For many, the journey ends in silence: nameless deaths in road accidents, illnesses in labor camps, or entrapment in faraway lands.

The Women Who Remain

Behind every migrant is a family left in waiting.

Women like Gulapi Sabar, Sonia’s mother, raise children, manage households, and weather uncertainty—often with no remittances for months. Ghost villages are no longer a metaphor in Jharkhand. In districts like Simdega, West Singhbhum, and Latehar, entire communities comprise only women, children, and the elderly.
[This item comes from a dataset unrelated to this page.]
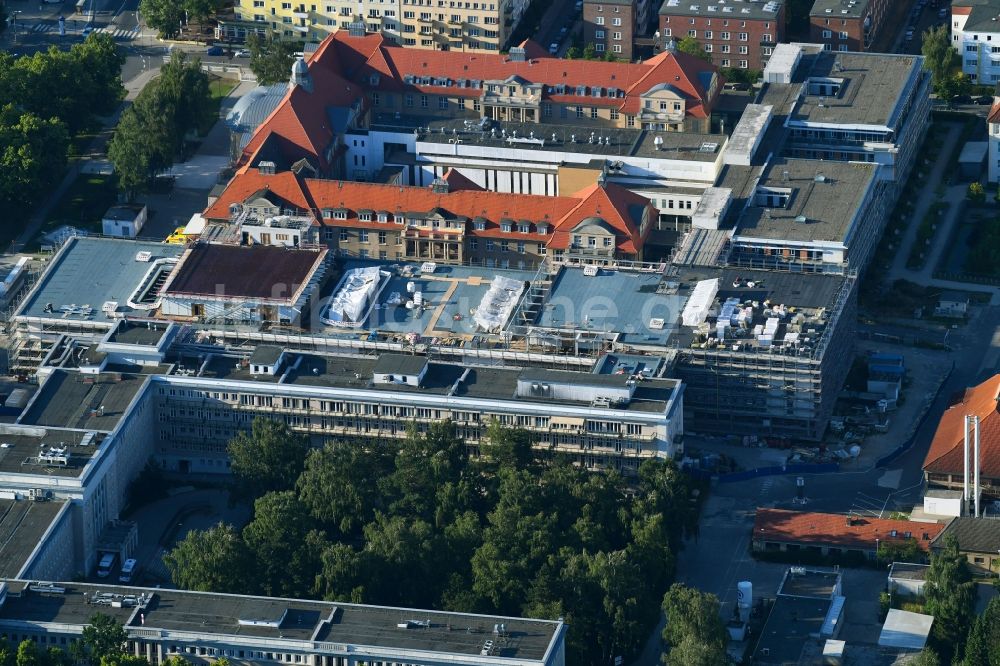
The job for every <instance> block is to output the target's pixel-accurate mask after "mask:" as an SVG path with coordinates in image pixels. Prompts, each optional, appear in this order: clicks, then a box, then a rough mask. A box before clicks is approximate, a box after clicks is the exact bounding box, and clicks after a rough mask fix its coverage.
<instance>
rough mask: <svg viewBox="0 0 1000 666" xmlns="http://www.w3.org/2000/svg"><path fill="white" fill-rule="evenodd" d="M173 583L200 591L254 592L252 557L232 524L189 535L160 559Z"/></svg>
mask: <svg viewBox="0 0 1000 666" xmlns="http://www.w3.org/2000/svg"><path fill="white" fill-rule="evenodd" d="M163 561H164V563H165V564H166V565H167V569H169V570H170V577H171V579H172V580H173V582H174V584H175V585H177V586H178V587H180V588H183V589H186V590H201V591H203V592H235V593H253V592H256V591H257V589H256V587H255V586H254V585H253V581H255V580H256V576H257V575H256V572H255V571H254V567H253V557H252V555H251V553H250V551H249V549H248V548H247V546H246V544H245V543H244V542H243V540H242V539H241V538H240V535H239V533H238V532H237V531H236V530H235V529H234V528H233V526H232V525H225V524H222V523H220V524H218V525H216V526H215V527H212V528H210V529H207V530H204V531H197V530H196V531H192V532H188V534H187V536H186V537H184V539H182V540H181V541H180V542H178V543H177V545H176V546H174V548H173V550H171V551H170V552H169V553H166V554H165V555H164V556H163Z"/></svg>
This loss of working-age men triggers a chain of vulnerability:

  • Increased school dropouts
  • Heightened risk of trafficking and exploitation
  • Collapse of traditional tribal livelihoods

Migration isn’t just an economic story—it’s a gendered crisis, a social rupture, and a cultural erosion.
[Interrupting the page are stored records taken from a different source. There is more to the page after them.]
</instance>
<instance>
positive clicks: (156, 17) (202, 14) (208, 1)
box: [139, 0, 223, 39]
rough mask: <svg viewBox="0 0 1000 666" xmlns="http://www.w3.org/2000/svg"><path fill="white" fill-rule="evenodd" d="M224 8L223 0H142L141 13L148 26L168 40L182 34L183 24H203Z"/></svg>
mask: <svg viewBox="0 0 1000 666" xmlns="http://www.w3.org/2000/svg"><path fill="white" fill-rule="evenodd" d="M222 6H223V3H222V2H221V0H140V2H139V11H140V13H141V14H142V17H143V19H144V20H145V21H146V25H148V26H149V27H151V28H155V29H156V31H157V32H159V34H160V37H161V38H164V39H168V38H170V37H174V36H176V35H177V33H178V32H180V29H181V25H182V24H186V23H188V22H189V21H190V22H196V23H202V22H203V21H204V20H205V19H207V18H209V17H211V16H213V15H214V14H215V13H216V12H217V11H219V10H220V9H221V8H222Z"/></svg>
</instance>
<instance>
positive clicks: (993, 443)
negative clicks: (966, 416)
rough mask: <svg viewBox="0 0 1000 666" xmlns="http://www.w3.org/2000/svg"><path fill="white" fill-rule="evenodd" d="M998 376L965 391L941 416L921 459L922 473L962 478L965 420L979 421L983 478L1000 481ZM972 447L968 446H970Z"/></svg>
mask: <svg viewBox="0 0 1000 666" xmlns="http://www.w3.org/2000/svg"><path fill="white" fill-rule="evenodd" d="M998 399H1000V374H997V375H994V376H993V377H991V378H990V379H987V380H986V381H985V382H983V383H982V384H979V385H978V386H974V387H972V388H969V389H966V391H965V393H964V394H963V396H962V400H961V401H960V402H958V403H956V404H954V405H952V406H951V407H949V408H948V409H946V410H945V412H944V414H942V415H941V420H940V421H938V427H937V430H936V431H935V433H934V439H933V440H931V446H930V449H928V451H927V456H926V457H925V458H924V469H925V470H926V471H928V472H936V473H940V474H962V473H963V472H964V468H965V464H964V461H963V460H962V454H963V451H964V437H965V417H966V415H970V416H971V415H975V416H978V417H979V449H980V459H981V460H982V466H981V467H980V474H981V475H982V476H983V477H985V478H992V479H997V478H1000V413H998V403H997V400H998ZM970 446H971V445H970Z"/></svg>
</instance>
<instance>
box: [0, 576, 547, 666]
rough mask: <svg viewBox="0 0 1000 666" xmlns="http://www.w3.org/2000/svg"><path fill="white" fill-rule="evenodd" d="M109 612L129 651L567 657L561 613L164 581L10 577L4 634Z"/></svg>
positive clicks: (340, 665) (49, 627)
A Crisis That Needs More Than Sympathy

To address the exodus, the Jharkhand government launched the Safe and Responsible Migration Initiative (SRMI) in 2021. It tracks migrant workers, offers legal assistance, and extends some social security to affected families.
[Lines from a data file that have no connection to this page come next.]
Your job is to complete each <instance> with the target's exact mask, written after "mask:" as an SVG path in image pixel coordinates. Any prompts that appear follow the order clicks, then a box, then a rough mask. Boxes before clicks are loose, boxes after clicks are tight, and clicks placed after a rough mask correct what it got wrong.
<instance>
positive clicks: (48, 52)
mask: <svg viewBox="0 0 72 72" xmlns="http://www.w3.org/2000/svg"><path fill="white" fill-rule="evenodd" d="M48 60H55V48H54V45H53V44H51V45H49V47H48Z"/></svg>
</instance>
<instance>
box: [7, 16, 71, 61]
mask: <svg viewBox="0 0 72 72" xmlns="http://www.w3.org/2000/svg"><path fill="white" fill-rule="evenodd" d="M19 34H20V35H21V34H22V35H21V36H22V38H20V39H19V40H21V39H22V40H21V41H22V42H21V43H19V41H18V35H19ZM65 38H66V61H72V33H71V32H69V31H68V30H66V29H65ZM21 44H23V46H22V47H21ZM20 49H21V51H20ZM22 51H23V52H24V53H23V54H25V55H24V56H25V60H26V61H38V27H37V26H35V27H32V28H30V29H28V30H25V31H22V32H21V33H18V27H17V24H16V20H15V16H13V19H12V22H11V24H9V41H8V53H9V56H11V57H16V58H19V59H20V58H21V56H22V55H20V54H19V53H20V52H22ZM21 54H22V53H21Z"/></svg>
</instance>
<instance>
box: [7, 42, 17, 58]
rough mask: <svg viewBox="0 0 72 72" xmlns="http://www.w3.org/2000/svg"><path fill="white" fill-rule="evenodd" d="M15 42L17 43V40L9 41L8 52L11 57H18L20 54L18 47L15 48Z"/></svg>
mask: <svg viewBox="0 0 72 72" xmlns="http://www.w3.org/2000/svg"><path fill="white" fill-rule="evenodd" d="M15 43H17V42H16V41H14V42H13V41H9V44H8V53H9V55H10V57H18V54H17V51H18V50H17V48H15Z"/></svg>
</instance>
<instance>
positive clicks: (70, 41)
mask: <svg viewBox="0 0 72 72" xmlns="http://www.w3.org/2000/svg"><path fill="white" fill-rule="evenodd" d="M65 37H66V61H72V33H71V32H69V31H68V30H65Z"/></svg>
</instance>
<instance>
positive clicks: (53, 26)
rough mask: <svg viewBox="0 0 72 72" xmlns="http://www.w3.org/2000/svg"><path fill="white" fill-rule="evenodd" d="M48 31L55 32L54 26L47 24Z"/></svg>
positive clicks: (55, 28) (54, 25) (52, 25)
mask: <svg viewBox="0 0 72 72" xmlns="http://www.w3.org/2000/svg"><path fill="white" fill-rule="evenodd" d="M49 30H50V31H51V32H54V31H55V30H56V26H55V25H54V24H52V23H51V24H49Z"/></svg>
But state efforts are like patching a dam with duct tape.

What’s needed is a robust national migrant policy that:

  • Enforces employer accountability
  • Provides portable social protections
  • Targets fraudulent recruitment networks
  • Establishes a real-time national database of migrant labor

A Nation Built on Unseen Shoulders

India’s growth rides on the shoulders of workers like Shyamal Sabar—unseen, underpaid, and unprotected. Their labor builds roads, bridges, malls, and tunnels, yet they remain undocumented in the narrative of development.

As Sonia Sabar watched her father’s pyre burn out, her silhouette etched against the dusk, she wasn’t just performing a last rite—she was bearing the burden of systemic neglect.

How many more villages must go silent before the country listens?